So you've read a lot of 'for 2015' lists recently.
Here's why this one is different ;)
We know: your inbox is already full of MUST-READ predictions for 2015. And no doubt some of them were great.
So you're already well versed in the Big Changes coming. The Internet of Things (yes, more of it). More smartphones. Economic recovery (the US). Economic slowdown (China). Economic uncertainty (pretty much everywhere). Aging populations. More China. You know the drill.
This list is different. First, it's consumer trends that we're interested in. Not the ongoing macro-trends (see above) that will form the backdrop to 2015.
Second, and more important, when it comes to this list the trends aren't really the point...

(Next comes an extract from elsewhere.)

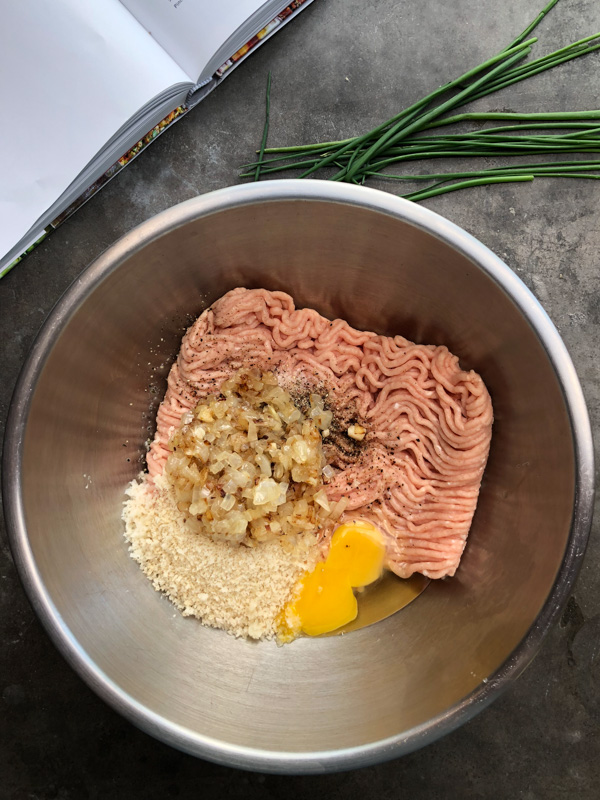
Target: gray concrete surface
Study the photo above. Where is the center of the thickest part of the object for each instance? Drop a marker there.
(341, 66)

This list is all about actionable opportunity.
Trends are just a means to an end: successful (and profitable!) innovation.
An industry secret:
Trends aren't really the point – opportunities are.
So, time to be transparent: yes, our list does feature the Internet of Things. But in the INTERNET OF SHARING THINGS you'll discover one exciting way to do something with these technologies, for consumers, in 2015.
The same goes for each of the 10 trends below: each one highlights a key, actionable innovation opportunity that could see YOU serve, delight, surprise or build stronger relationships with your customers. Indeed, you could (and should!) start putting at least one of these into action tomorrow, if not in the weeks and months ahead!
So all set? Read, be inspired, then get going!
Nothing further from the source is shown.